Recent headlines support idea that Jones Act makes no economic sense
from Grassroot Institute
Last week’s headlines confirm that the 1920 federal maritime law known as the Jones Act — a century-old problem for Hawaii — drives up shipping costs for aluminum cans, oil and gas, wind energy and just about everything else. Among recent articles selected for your reading pleasure:
>> In “Soda Cans Simply Hit Different In Hawaii,” Mashed, May 1, Jess Jezioroswki writes about one reason soda cans in Hawaii are so different from those manufactured on the mainland. “The cost of doing business across an ocean is very expensive. Everything needs to be shipped to the islands, and a 100-year-old law called the Jones Act increases shipping costs, according to Grassroot Institute of Hawaii.”
>> In “The Jones Act’s Role in Encouraging Puerto Rico’s Use of Russian Energy,” Cato Institute, May 1, Colin Grabow and Alfredo Carrillo Obregon write that until Russia invaded Ukraine, the U.S. territory of Puerto Rico imported liquified natural gas and oil from Russia on a regular basis. They asked: Why would the island import LNG from distant Russia rather than the much closer U.S. mainland — one of the world’s top exporters of LNG? They answered: “A large part of the answer almost certainly lies in U.S. maritime protectionism. Of the world’s more than 640 LNG tankers, zero comply with the [Jones Act].”

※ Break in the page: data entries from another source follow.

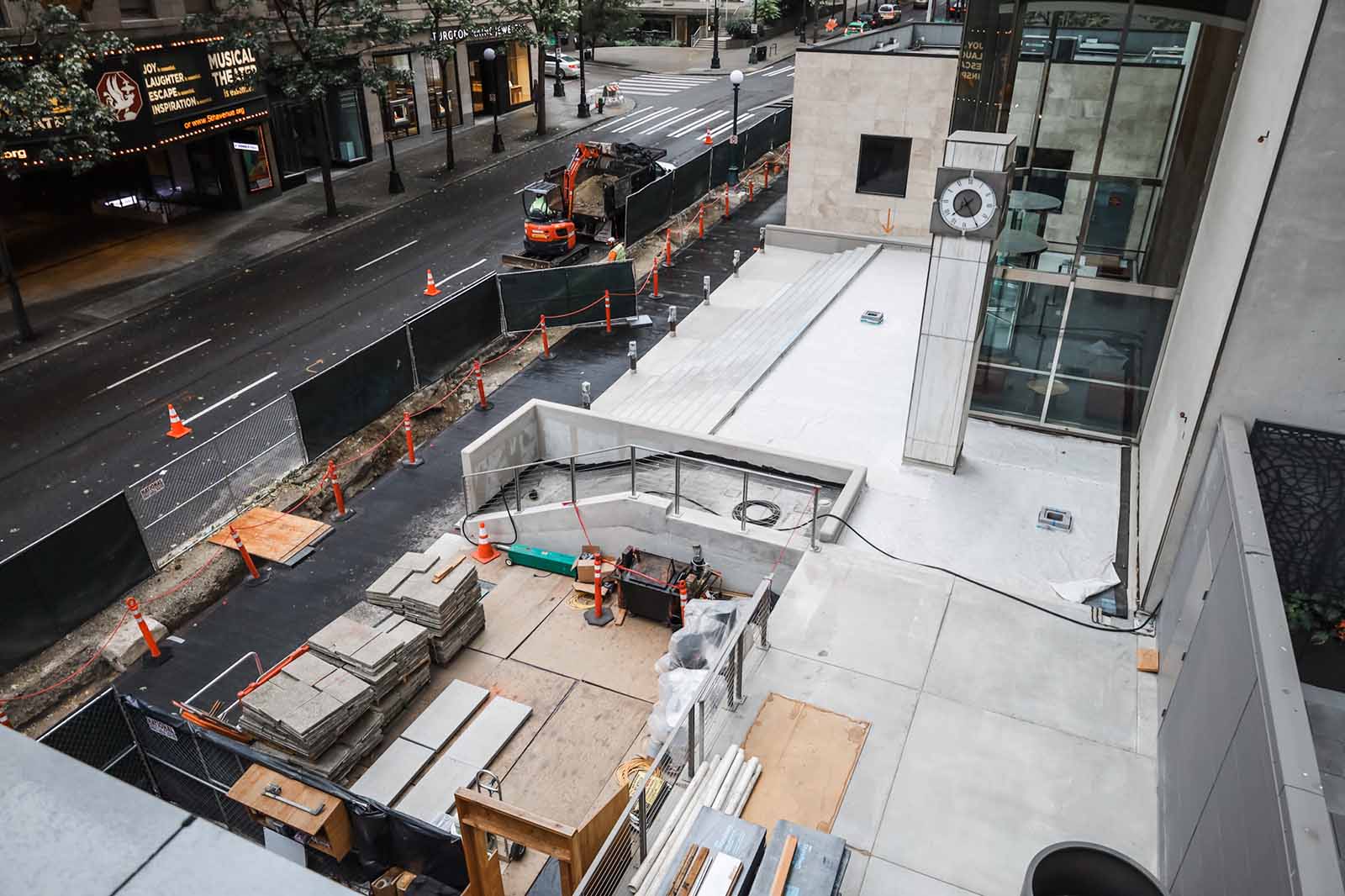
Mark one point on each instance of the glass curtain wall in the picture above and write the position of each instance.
(1084, 276)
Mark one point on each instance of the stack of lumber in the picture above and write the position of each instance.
(374, 643)
(437, 591)
(307, 707)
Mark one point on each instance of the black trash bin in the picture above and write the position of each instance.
(1078, 869)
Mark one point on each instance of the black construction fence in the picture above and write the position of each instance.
(647, 208)
(163, 755)
(556, 293)
(1301, 479)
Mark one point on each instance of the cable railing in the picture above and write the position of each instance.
(685, 750)
(746, 495)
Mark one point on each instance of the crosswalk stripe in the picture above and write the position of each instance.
(728, 124)
(699, 124)
(670, 121)
(645, 120)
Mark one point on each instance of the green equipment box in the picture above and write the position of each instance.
(537, 559)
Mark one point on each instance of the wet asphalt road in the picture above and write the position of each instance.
(77, 430)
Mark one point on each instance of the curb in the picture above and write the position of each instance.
(156, 303)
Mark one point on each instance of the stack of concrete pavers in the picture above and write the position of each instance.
(374, 643)
(448, 609)
(307, 707)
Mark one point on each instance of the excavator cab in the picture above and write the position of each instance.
(546, 232)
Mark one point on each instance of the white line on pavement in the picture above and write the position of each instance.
(467, 268)
(383, 256)
(155, 365)
(225, 401)
(674, 120)
(636, 124)
(699, 124)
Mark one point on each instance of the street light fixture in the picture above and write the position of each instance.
(736, 152)
(715, 57)
(497, 141)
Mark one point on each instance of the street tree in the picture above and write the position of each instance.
(311, 49)
(546, 17)
(50, 111)
(609, 19)
(440, 50)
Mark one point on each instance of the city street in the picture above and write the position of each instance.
(87, 420)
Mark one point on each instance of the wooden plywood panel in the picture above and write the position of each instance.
(807, 756)
(514, 609)
(619, 658)
(271, 535)
(573, 756)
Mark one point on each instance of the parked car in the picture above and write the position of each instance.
(562, 65)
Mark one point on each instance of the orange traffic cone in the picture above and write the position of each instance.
(484, 549)
(175, 427)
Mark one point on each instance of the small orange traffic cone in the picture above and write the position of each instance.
(484, 549)
(175, 427)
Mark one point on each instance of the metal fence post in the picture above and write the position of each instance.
(744, 514)
(677, 486)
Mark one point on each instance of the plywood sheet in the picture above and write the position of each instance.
(573, 756)
(619, 658)
(515, 606)
(271, 535)
(807, 756)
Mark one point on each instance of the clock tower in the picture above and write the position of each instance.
(972, 194)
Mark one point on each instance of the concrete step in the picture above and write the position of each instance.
(701, 392)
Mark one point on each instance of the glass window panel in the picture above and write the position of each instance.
(1022, 320)
(1096, 407)
(1113, 336)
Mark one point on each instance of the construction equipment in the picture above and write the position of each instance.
(583, 202)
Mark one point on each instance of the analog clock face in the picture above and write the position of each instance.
(968, 203)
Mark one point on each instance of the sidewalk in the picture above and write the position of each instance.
(77, 298)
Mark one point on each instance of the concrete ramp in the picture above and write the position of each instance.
(701, 390)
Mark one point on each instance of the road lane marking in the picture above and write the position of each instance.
(699, 123)
(463, 271)
(155, 365)
(674, 120)
(225, 401)
(383, 256)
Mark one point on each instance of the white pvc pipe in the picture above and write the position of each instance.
(683, 829)
(730, 779)
(740, 786)
(746, 791)
(661, 841)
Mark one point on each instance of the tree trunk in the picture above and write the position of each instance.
(24, 329)
(448, 114)
(324, 155)
(541, 81)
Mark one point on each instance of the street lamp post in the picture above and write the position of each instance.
(578, 42)
(497, 141)
(736, 152)
(558, 87)
(715, 57)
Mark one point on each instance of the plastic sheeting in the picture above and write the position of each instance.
(57, 582)
(526, 295)
(448, 333)
(354, 392)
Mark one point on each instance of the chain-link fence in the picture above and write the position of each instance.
(214, 481)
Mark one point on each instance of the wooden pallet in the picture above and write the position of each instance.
(272, 535)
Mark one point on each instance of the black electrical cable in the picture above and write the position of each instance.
(981, 584)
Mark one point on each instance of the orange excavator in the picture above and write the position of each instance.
(583, 202)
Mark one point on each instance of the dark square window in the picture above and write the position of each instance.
(884, 165)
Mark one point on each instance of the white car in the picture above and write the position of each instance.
(564, 66)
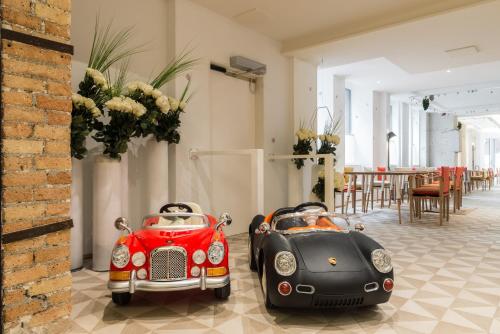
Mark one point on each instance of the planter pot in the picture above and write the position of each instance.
(77, 214)
(299, 183)
(107, 206)
(156, 175)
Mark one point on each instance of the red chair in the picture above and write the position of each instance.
(439, 192)
(456, 188)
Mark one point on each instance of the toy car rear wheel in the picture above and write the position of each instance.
(265, 287)
(251, 257)
(224, 292)
(121, 298)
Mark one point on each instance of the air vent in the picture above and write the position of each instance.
(463, 51)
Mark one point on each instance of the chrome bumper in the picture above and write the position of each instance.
(202, 283)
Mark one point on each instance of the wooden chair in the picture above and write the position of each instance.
(456, 188)
(439, 192)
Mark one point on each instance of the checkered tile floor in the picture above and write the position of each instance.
(447, 281)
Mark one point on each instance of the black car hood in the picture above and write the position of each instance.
(316, 249)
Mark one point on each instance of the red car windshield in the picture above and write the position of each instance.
(176, 221)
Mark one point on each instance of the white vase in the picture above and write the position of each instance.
(299, 183)
(107, 206)
(77, 214)
(156, 175)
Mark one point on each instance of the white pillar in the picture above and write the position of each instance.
(405, 135)
(381, 106)
(304, 99)
(339, 111)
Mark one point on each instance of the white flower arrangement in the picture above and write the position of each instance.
(97, 77)
(89, 104)
(174, 103)
(306, 134)
(141, 86)
(127, 105)
(334, 139)
(163, 103)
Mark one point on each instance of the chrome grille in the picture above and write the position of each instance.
(168, 264)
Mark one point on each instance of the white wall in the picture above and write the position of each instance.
(215, 38)
(362, 126)
(442, 145)
(381, 106)
(169, 27)
(149, 27)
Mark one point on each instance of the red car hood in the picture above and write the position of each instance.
(154, 238)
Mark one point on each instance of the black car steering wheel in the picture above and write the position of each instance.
(166, 207)
(303, 206)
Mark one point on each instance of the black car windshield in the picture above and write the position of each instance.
(309, 221)
(175, 221)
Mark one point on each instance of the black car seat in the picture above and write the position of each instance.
(287, 223)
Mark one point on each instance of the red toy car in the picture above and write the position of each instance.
(178, 249)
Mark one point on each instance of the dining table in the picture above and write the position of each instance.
(394, 178)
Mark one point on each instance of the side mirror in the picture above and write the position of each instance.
(224, 220)
(121, 224)
(264, 228)
(359, 227)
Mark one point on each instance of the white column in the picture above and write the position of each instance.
(339, 111)
(405, 135)
(304, 105)
(381, 106)
(304, 92)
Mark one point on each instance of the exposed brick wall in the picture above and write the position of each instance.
(36, 167)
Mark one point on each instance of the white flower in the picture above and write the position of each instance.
(156, 93)
(97, 77)
(77, 99)
(96, 112)
(163, 104)
(145, 88)
(88, 103)
(174, 104)
(335, 139)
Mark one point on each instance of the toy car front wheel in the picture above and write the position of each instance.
(121, 298)
(224, 292)
(251, 257)
(265, 287)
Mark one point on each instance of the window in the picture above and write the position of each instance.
(394, 143)
(414, 137)
(348, 112)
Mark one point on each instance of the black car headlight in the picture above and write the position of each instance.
(120, 256)
(382, 261)
(284, 263)
(216, 252)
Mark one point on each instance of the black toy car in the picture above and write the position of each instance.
(305, 260)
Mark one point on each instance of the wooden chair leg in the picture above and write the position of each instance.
(411, 202)
(448, 208)
(441, 211)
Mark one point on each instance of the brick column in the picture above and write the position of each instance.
(36, 165)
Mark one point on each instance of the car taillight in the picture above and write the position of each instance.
(142, 273)
(284, 288)
(217, 271)
(388, 285)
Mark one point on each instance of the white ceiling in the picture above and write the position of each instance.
(301, 23)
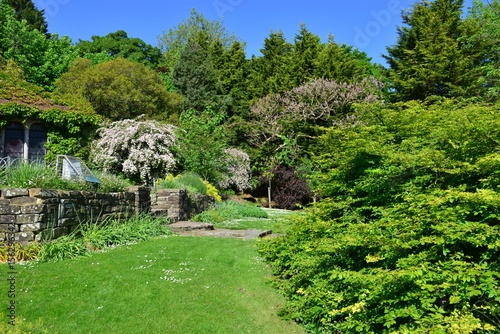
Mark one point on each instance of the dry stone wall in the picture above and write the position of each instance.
(178, 204)
(28, 215)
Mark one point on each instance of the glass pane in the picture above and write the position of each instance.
(38, 138)
(14, 141)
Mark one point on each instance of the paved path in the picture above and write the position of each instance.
(205, 229)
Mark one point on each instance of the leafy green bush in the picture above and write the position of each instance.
(65, 247)
(229, 210)
(406, 237)
(91, 237)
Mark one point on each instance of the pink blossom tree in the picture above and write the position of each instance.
(238, 173)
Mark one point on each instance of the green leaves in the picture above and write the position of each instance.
(406, 237)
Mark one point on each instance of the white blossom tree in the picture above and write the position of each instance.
(141, 150)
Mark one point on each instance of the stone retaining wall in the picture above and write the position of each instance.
(178, 204)
(34, 214)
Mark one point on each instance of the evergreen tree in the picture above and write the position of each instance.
(195, 76)
(429, 57)
(343, 63)
(270, 73)
(26, 10)
(172, 43)
(305, 51)
(484, 22)
(118, 44)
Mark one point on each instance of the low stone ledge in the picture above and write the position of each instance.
(14, 192)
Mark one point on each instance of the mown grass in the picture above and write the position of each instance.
(166, 285)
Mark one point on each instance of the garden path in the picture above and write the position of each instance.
(204, 229)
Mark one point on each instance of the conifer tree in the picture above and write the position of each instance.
(270, 73)
(26, 10)
(305, 51)
(429, 57)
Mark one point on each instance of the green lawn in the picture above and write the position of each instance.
(166, 285)
(276, 219)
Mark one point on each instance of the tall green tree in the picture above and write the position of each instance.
(202, 143)
(484, 21)
(232, 70)
(42, 59)
(195, 76)
(26, 10)
(119, 89)
(118, 44)
(344, 63)
(270, 73)
(429, 57)
(176, 39)
(306, 49)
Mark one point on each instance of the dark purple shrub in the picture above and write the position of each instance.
(288, 189)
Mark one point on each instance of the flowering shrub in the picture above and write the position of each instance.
(139, 149)
(238, 172)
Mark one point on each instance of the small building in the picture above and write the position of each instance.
(23, 141)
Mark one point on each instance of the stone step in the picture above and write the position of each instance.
(185, 226)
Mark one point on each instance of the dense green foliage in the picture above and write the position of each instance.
(92, 237)
(69, 132)
(406, 236)
(42, 59)
(26, 10)
(201, 143)
(440, 53)
(119, 89)
(119, 45)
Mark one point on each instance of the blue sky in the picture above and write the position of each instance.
(369, 25)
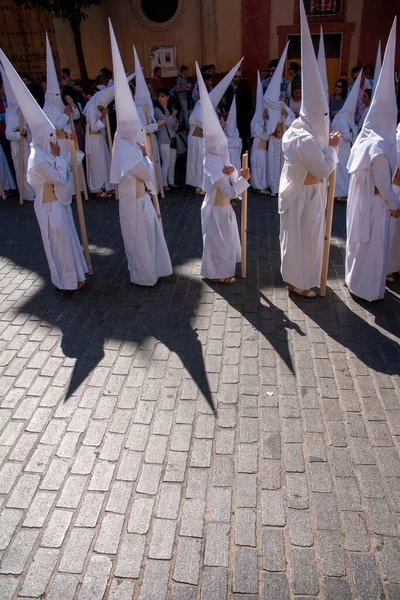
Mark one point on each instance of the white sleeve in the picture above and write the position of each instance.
(316, 161)
(383, 181)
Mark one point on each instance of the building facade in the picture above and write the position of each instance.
(176, 32)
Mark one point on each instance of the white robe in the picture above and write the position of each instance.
(60, 239)
(258, 159)
(98, 160)
(342, 175)
(275, 158)
(368, 226)
(221, 241)
(28, 192)
(195, 153)
(6, 177)
(144, 241)
(302, 211)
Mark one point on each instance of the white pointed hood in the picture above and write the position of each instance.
(53, 104)
(378, 66)
(258, 118)
(378, 135)
(216, 153)
(41, 127)
(220, 89)
(314, 109)
(322, 62)
(231, 129)
(126, 153)
(272, 95)
(142, 93)
(348, 110)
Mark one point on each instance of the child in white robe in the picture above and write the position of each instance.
(221, 242)
(144, 242)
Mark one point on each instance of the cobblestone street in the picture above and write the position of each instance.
(194, 441)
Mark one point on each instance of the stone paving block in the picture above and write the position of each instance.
(95, 581)
(16, 557)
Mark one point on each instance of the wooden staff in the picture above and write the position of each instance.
(109, 138)
(154, 196)
(245, 164)
(155, 155)
(328, 231)
(81, 171)
(79, 206)
(21, 159)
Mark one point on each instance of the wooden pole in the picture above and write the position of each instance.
(245, 164)
(79, 206)
(81, 171)
(154, 196)
(328, 231)
(155, 155)
(109, 138)
(21, 159)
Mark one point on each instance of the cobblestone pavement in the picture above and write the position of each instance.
(193, 441)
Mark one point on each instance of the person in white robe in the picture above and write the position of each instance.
(394, 237)
(221, 241)
(258, 156)
(235, 143)
(280, 117)
(344, 123)
(195, 150)
(57, 112)
(48, 174)
(310, 157)
(145, 246)
(372, 201)
(14, 135)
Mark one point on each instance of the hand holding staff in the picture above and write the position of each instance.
(79, 204)
(245, 164)
(21, 159)
(155, 155)
(154, 196)
(333, 141)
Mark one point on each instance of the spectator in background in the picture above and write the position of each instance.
(156, 79)
(284, 96)
(182, 89)
(337, 100)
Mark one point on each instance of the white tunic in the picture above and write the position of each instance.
(144, 241)
(258, 158)
(195, 153)
(368, 224)
(302, 210)
(60, 239)
(98, 159)
(275, 158)
(221, 241)
(28, 193)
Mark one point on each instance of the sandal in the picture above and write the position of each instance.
(304, 293)
(227, 280)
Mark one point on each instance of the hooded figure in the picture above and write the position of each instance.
(394, 244)
(279, 118)
(221, 242)
(144, 242)
(48, 174)
(55, 110)
(309, 160)
(12, 134)
(258, 158)
(232, 135)
(344, 123)
(194, 166)
(372, 200)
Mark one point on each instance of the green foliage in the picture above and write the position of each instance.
(67, 10)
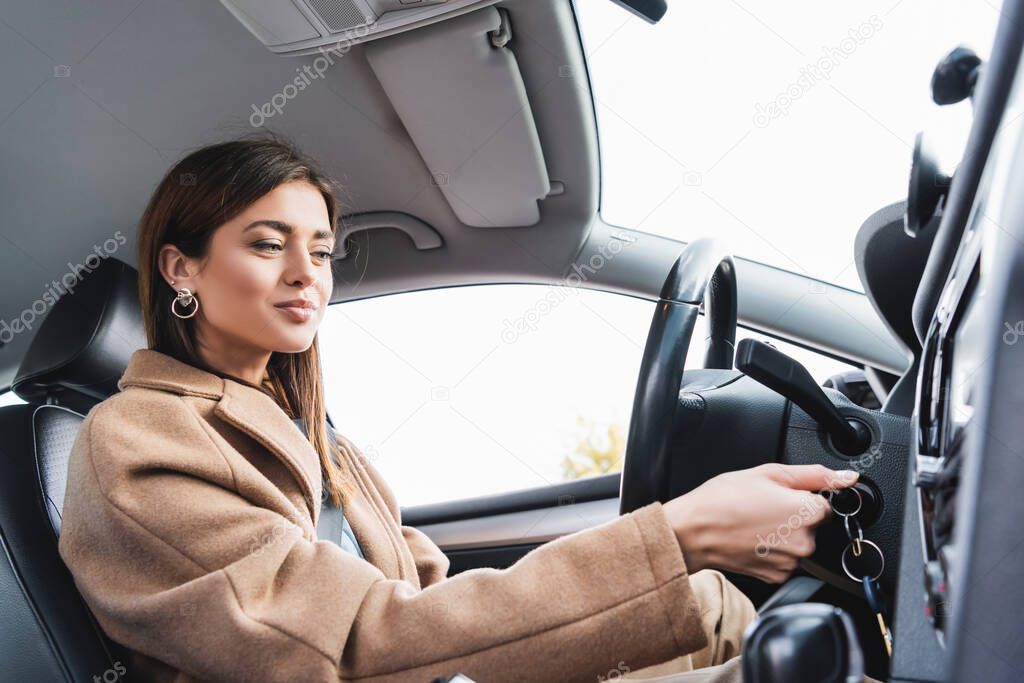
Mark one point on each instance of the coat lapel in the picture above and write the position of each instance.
(245, 408)
(257, 415)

>> Speaking of LNG, in “Shell delivers first LNG cargo to US Navy in Guantanamo Bay on Avenir vessel,” TradeWinds, May 2, Lucy Hine writes that the U.S. Navy is using foreign-flagged tankers to move the fuel to its Guantanamo Bay base, partly because there are no available Jones Act LNG tankers and partly because Gitmo is leased from Cuba, a foreign destination, so shipments from the U.S. do not need to be carried on Jones Act ships.
>> In “Shipbuilding Contributes to Higher Costs in US Offshore Wind,” Offshore Engineer, May 1, Eric Haun writes that the Jones Act has posed a challenge to states exploring the possibility of building offshore wind farms, especially its requirement that many of the ships associated with turbine installation be built in the United States. “The price to build these vessels in the U.S. — where labor costs are only expected to increase — is considerably higher than it is for those being built in Asia and Europe,” Haun writes. “According to Intelatus, the price for a newly built Jones Act-compliant SOV [service operations vessel] comes with a 40% to 140% premium compare to SOVs being built for Europe.”